With the entry into force of the Competition Act 2007, government intervention in controlling mergers has been significantly limited. The authorization of operations belongs exclusively to the CNMC and only if a certain operation is prohibited or if it is subject to commitments or conditions during the second phase, the Ministry of the Economy could submit it to the Council of Ministers.

This is where the Executive, which from the start opposed a possible mergercould impose its own conditions, but never for competitive criteria, but rather for other reasons, for example reasons of general interest.

Alongside all this, the BBVA offer to Sabadell shareholders Approval from the National Securities Markets Commission (CNMV) is still pending, which is essential to approve the buyout prospectus and allow the bank to move forward with its plans.
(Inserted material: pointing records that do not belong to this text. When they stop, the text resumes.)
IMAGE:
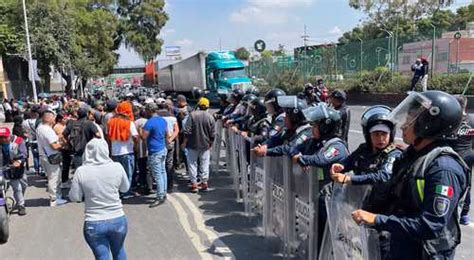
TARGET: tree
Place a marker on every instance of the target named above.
(383, 10)
(242, 53)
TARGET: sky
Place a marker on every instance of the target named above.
(208, 25)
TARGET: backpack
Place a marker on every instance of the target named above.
(77, 139)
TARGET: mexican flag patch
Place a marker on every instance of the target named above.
(444, 190)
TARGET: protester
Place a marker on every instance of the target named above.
(123, 135)
(173, 129)
(98, 181)
(156, 133)
(49, 149)
(199, 134)
(14, 155)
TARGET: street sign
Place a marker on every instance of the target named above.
(260, 45)
(457, 35)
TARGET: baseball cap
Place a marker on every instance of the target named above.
(4, 131)
(380, 128)
(203, 102)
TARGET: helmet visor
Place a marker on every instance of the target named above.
(376, 110)
(288, 101)
(316, 113)
(406, 113)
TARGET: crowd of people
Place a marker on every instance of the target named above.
(132, 146)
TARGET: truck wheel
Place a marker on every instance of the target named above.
(4, 231)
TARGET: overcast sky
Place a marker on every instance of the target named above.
(228, 24)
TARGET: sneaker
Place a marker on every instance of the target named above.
(157, 202)
(204, 186)
(194, 188)
(57, 202)
(465, 220)
(21, 210)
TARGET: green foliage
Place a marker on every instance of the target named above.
(242, 53)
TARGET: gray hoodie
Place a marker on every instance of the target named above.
(99, 181)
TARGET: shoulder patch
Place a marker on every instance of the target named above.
(331, 152)
(441, 206)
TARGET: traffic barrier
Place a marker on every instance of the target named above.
(284, 199)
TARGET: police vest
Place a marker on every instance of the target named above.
(450, 236)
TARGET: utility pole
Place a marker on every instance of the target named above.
(305, 37)
(30, 57)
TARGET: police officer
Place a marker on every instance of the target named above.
(324, 149)
(259, 125)
(428, 181)
(373, 160)
(296, 129)
(338, 102)
(311, 94)
(275, 111)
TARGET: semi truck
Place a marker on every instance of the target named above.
(216, 72)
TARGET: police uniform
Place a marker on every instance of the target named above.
(423, 221)
(372, 168)
(282, 143)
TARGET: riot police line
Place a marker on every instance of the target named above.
(283, 198)
(319, 201)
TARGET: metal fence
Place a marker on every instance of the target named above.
(284, 200)
(444, 52)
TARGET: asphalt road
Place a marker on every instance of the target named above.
(188, 226)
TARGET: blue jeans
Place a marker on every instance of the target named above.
(107, 236)
(157, 163)
(128, 163)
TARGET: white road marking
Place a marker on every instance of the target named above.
(182, 216)
(360, 132)
(220, 246)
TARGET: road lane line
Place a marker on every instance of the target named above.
(195, 240)
(220, 246)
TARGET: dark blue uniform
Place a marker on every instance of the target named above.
(422, 218)
(282, 143)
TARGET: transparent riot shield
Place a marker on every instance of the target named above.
(279, 200)
(216, 147)
(236, 143)
(244, 159)
(348, 240)
(258, 187)
(302, 208)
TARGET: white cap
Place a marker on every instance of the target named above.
(380, 127)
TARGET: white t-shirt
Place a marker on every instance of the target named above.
(46, 136)
(121, 148)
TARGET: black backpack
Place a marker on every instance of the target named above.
(77, 139)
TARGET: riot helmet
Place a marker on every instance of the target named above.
(328, 119)
(293, 108)
(257, 107)
(236, 95)
(433, 114)
(271, 100)
(377, 116)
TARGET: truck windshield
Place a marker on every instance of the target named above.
(233, 73)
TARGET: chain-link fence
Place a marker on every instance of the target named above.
(393, 52)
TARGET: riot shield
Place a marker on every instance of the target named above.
(244, 162)
(302, 206)
(236, 143)
(216, 147)
(258, 187)
(348, 240)
(279, 179)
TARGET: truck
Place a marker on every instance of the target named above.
(216, 72)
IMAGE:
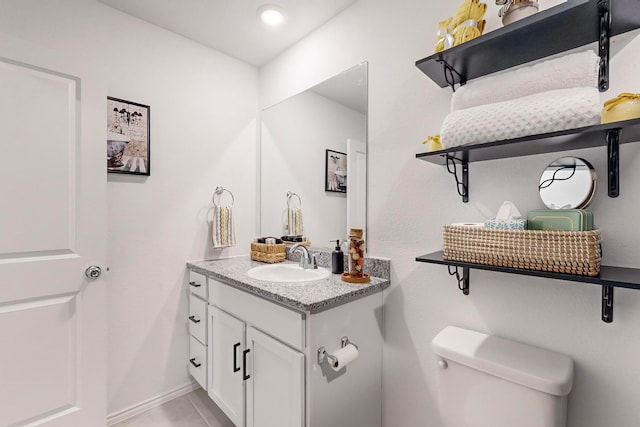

After the failure of a second merger attempt, BBVA launched an offer to Sabadell shareholders in early May, to which offers a payment of 0.29 euros in cash and deliver one new share for each 5.019 of Sabadell, taking into account the dividends paid by both entities in October.

And in the event that the public purchase offer is successful, because more than 50% of Sabadell shareholders decide to sell their shares to BBVA, which would allow BBVA to take control of the Catalan entity, the merger with the BBVA group would remain pending.

BBVA Options

At the end of October, BBVA admits the possibility of reconsidering its projects take over Banco Sabadell if it concludes that the conditions that the CNMC ends up setting are “unaffordable“, as the CEO explained during the results press conference.

If Concurrence decides to extend its analysis, Genç advances, BBVA would respect this decision but he would continue with his plans, even if they took longer.

At the bank, we are convinced that the Sabadell purchase proposal is good “for everyone” – for the economy, the shareholders of both entities, customers and employees – and Genç ruled out that he and the president Carlos Torres should consider resigning if in the end the operation ends up blowing up.